This upends previous models that suggested most land was still uninhabited as recently as 1500 CE.
“Lands now characterized as ‘natural’, ‘intact’, and ‘wild’ generally exhibit long histories of human use,” University of Queensland conservation scientist James Watson explained.
“Even 12,000 years ago, most of Earth’s land had been shaped by humans, including more than 95 percent of temperate lands and 90 percent of tropical woodlands.”
The shaping describes system level changes that have cascading ecological consequences, including negative outcomes such as the extinction of megafauna. Yet these interventions also provided important ecological functions like seed dispersal and improvement of soil nutrients. This expanded habitats for other plant and animal species and increased biodiversity.
Nonetheless, the problematic idea that we’re separate from nature has even infiltrated those fighting to slow our destruction of it.
“There’s a paradigm among natural scientists, conservationists, and policymakers that human transformation of terrestrial nature is mostly recent and inherently destructive,” said Watson.
Or, yes, that’s a massive blockquote for dramatic effect. Also, all the meat on the bone right there. The message is finally getting out there. Western Industrial Society is the aberration. Colonisation of the Americas and Australias and elsewhere are geoengineering - and this world hurtling towards a nightmare hothouse futcha is the direct result of it. Books like Dark Emu are an attempt to undo the erasure of how well Australia was managed by its indigenous population for tens of thousands of years.
As I wrote a while back, on theposthumanworld (let me be known by my trail of abandoned projects… or, I gave up trying to argue into the wind and decided to try and put it all in a series of novels and walk away) “the problem isn’t initiating action on climate change, but radically changing its direction.”
That message has even got thru to the XR protestors, who, for all their performative actions, made some excellent videos for Earth Day (speaking of performative actions):
The idea that turning 30% of the Earth into protected areas will prevent climate change and help save the planet is the #BigGreenLie. Video: @Survival
Oh wait, they didn’t - they just used their platform to share the work of Survival International. Well, at least they’re being good allies…

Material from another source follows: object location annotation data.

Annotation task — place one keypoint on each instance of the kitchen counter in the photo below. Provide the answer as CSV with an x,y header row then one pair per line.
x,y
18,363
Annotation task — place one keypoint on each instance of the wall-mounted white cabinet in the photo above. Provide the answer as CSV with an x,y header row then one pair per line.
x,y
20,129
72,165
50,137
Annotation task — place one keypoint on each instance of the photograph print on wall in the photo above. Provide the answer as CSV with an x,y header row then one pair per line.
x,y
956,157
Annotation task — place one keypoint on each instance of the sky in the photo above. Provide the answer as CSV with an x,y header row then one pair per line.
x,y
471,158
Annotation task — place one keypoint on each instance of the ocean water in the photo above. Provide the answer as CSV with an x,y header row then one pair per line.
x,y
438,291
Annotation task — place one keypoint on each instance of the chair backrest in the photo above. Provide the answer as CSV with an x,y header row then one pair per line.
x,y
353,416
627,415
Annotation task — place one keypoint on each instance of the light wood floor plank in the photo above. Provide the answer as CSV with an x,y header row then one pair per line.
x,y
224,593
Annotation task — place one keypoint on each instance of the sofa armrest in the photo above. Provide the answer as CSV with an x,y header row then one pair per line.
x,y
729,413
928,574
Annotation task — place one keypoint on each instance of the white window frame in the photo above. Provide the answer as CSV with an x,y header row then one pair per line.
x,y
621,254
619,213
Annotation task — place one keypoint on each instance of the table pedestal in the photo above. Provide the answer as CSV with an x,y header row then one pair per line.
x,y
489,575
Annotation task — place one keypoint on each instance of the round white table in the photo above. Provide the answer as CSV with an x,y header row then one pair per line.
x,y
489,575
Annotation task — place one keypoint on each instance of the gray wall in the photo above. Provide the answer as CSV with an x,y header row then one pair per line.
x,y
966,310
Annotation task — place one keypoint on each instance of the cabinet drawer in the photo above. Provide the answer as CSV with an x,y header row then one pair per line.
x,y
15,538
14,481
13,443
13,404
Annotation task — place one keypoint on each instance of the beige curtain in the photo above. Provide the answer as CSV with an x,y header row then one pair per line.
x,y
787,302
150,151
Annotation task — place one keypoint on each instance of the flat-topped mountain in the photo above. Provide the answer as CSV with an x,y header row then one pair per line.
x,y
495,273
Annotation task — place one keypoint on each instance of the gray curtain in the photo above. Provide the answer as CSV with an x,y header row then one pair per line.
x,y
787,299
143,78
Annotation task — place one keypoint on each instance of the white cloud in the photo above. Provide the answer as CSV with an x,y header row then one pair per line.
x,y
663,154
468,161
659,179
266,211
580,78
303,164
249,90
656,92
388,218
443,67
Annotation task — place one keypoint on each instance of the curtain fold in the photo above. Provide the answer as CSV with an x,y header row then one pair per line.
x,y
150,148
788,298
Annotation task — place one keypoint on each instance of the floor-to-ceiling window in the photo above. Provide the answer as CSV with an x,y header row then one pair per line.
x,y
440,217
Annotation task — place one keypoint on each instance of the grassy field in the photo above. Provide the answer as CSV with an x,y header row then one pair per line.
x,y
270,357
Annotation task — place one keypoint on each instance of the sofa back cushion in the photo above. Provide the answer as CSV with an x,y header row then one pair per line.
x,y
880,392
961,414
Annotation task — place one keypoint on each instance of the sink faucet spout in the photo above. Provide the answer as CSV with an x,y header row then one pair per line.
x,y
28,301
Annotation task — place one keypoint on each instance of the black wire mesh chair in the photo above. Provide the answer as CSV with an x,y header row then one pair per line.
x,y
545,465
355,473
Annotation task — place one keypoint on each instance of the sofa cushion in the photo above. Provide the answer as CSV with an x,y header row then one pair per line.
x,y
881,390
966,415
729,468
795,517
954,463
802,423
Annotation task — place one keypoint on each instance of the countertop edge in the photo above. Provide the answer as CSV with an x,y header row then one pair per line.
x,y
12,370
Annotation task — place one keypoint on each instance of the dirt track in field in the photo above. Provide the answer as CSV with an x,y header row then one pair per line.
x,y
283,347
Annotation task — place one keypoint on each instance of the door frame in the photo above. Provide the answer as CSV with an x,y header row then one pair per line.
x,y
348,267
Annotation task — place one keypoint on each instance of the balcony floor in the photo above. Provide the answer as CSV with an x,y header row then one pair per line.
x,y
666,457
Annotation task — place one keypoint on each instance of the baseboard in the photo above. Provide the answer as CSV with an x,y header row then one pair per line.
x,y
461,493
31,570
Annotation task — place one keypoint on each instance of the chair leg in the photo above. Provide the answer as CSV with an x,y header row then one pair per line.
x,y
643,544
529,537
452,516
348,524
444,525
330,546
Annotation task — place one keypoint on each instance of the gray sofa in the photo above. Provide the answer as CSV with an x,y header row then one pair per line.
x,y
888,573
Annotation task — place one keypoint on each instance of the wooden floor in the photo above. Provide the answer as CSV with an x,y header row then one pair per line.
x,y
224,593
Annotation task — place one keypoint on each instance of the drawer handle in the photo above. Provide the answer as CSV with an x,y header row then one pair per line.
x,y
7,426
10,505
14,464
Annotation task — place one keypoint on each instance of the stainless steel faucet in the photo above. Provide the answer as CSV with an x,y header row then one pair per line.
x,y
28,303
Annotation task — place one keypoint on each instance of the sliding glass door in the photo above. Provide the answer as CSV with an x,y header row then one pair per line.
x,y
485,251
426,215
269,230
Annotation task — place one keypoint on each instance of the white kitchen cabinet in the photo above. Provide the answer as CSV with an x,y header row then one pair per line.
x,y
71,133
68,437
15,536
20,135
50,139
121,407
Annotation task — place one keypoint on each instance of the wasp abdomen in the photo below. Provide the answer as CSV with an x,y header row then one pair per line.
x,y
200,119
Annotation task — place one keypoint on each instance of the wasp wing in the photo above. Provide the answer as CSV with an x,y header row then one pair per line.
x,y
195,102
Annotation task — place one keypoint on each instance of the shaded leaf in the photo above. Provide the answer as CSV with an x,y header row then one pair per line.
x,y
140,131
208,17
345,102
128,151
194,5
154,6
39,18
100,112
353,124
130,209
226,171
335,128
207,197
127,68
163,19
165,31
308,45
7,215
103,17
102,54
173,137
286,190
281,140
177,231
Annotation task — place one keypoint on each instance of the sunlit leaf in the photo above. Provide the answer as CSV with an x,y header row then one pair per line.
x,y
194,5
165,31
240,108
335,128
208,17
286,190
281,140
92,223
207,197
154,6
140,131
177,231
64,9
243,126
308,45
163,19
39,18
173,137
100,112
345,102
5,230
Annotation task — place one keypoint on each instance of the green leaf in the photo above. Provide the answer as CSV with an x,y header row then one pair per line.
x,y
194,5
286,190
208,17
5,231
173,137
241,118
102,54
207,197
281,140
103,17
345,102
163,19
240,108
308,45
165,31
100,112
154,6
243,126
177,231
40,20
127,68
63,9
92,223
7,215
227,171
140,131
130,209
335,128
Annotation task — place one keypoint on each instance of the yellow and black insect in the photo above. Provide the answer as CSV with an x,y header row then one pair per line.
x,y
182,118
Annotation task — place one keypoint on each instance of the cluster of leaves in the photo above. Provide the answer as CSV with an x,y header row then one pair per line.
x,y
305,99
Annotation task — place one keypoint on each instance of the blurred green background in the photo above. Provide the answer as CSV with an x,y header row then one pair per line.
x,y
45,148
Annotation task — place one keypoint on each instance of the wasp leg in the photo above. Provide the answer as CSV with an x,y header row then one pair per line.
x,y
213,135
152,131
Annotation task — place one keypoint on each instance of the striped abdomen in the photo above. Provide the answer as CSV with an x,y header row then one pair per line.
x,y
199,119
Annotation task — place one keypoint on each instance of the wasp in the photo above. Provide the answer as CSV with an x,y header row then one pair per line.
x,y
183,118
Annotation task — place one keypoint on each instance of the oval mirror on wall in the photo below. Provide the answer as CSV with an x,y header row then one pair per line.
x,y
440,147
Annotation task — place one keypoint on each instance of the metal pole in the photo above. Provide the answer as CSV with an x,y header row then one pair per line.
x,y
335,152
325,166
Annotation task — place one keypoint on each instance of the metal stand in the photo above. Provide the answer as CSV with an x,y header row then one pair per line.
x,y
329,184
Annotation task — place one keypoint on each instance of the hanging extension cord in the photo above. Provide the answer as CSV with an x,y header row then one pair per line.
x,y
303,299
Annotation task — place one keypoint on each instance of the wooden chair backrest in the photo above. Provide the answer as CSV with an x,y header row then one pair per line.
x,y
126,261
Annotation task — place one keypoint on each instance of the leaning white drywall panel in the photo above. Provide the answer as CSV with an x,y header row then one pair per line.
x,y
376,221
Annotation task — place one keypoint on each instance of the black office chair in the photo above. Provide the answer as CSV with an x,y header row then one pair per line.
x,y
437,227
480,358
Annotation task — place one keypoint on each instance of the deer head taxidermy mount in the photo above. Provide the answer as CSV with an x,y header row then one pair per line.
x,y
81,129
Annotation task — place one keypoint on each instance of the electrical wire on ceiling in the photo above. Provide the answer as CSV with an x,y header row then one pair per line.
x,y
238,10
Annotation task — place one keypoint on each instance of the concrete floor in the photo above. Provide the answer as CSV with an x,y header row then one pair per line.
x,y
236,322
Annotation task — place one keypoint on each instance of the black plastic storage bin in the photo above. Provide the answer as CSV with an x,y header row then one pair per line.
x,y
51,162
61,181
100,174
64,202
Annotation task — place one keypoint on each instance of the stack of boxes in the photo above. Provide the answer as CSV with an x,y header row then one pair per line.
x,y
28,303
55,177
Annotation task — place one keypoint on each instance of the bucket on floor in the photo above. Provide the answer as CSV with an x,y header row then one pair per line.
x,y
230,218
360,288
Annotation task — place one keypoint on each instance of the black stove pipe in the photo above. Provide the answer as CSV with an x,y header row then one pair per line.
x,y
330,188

To bring it all home… we shared an article here from the NYTimes with a rather misleading title an issue or two back… There’s a Global Plan to Conserve Nature. Indigenous People Could Lead the Way. - but you have to read through it see that, though they could be but they’re very much not… instead, they’re being excluded from the conversation, their voices are largely being silenced and they’re being stopped from doing what they’ve done best, basically forever - taking care of their home. Because… I think you get the picture by now.
-man with hook drags me from the stage- And that’s my time. You’ve been a lovely audience. What’s left of you lol :P Just remember, it doesn’t have to be like this. It never did. (They killed all the ‘witches’ for a reason btw.) We could all be like… living in… multispecies cities. Doesn’t that sound so much nicer?
CJW: Related: Google Earth Now Shows You The Consequences of Climate Change For The Past 37 Years - David Nield at Science Alert
DCH: Climate crisis has shifted the Earth’s axis, study shows by Damian Carrington, theguardian.com
In the past, only natural factors such as ocean currents and the convection of hot rock in the deep Earth contributed to the drifting position of the poles. But the new research shows that since the 1990s, the loss of hundreds of billions of tonnes of ice a year into the oceans resulting from the climate crisis has caused the poles to move in new directions.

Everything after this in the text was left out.